6. Steam Temperature Control of Boilers according to claim 4, it is characterised in that：The second attemperation control system System includes the second attemperation control device, the second compensating module and the second interference module, and it is poor that the second attemperation control device obtains the 3rd Value signal simultaneously export the second attemperation control signal b, two grades of attemperation water flow valves according to the second attemperation control signal b come Control valve aperture, so as to change two grades of attemperation water flows, and then changes the second desuperheat that two grades of attemperators export steam Temperature value t_2,Second temperature monitor gathers the second desuperheat temperature value t₂；

Second interference module obtains second and disturbs drive signal, and exports the second interference signal f, the second steam monitoring Temperature obtains the second desuperheated system temperature signal T after making difference with the second interference signal f₂；

Second compensating module obtains second and compensates drive signal, and exports the second thermal compensation signal e, first desuperheated system Temperature signal T₁With the second desuperheated system temperature signal T₂, the second thermal compensation signal e makees to obtain the 3rd difference after difference successively Signal.

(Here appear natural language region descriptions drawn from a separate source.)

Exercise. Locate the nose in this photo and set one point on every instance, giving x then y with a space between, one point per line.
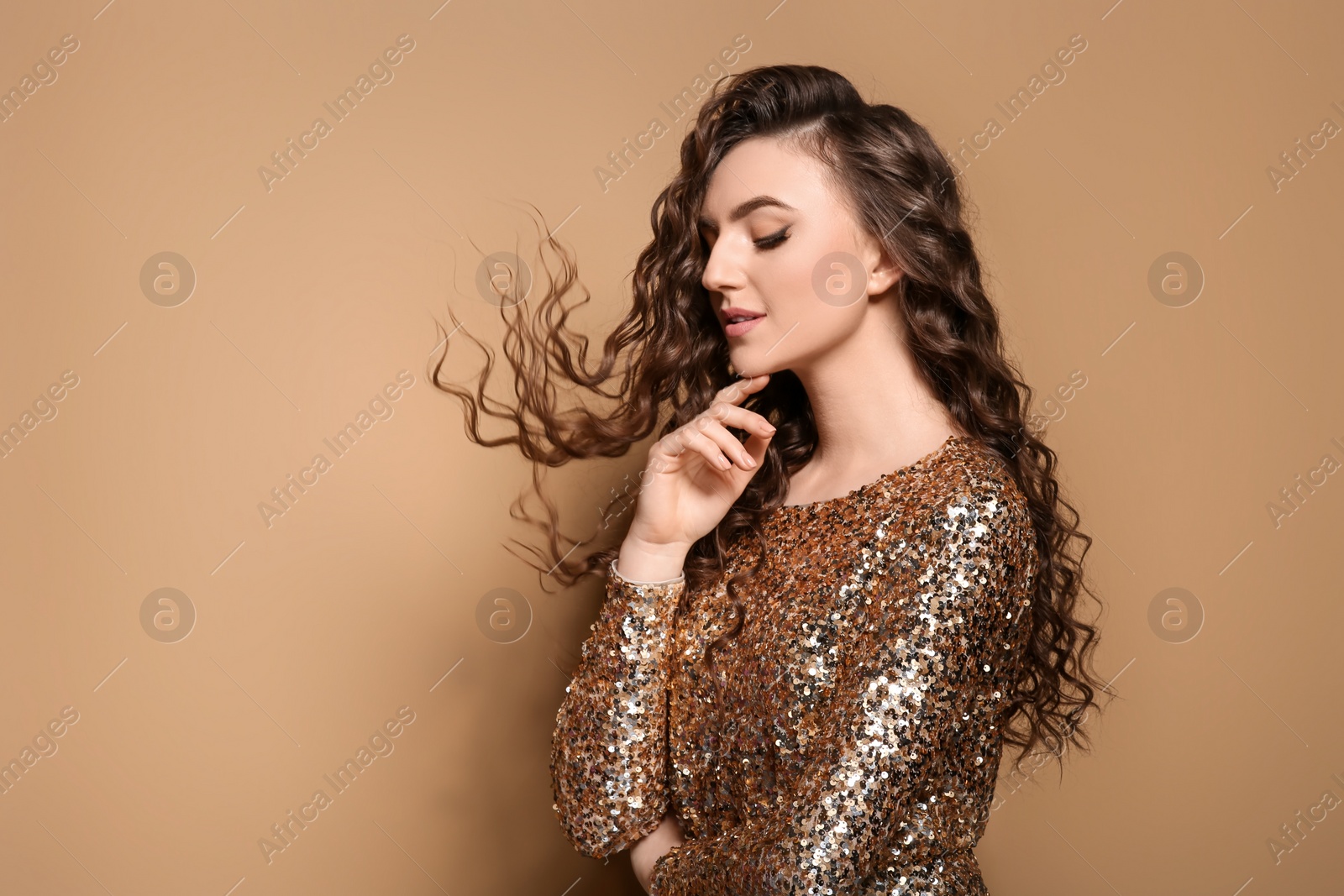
722 270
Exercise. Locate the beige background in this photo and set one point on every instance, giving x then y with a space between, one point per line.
362 598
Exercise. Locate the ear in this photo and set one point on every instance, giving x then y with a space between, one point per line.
884 275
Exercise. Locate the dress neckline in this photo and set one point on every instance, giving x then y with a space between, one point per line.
952 441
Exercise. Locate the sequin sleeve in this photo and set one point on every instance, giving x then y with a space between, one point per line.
934 600
609 750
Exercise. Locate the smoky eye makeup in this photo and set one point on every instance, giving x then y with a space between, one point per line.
773 239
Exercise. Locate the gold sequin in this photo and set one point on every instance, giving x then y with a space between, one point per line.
853 739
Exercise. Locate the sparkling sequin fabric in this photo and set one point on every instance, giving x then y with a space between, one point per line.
880 644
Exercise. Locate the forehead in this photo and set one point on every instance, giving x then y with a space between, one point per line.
765 167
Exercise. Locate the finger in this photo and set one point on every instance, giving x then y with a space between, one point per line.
702 443
727 443
741 418
737 391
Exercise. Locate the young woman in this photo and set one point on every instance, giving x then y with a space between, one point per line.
848 578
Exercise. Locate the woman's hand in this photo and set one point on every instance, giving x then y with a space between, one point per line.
647 851
698 470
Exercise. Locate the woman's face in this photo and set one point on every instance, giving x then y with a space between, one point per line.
785 249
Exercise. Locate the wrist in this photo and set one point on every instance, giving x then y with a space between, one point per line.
651 562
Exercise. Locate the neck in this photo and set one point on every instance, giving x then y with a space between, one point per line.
873 410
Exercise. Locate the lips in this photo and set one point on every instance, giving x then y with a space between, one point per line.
739 320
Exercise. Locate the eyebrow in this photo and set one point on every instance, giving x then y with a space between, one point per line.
746 208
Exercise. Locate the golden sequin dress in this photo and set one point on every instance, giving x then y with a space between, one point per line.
879 652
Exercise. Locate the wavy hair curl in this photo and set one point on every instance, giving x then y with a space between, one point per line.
669 358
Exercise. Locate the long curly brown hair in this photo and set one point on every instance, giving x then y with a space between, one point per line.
669 358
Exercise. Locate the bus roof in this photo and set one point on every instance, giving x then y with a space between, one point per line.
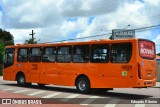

7. Steam Temperature Control of Boilers according to claim 6, it is characterised in that：The second interference driving letter Number or be the steam flow signal difference of two grades of attemperator steam outlets described in the two neighboring moment, or for the two neighboring moment Flow through the water flow signal difference of two grades of attemperation water flow valves；

The second compensation drive signal or the steam flow letter for two grades of attemperator steam outlets described in the two neighboring moment Number difference, or flow through for the two neighboring moment water flow signal difference of two grades of attemperation water flow valves.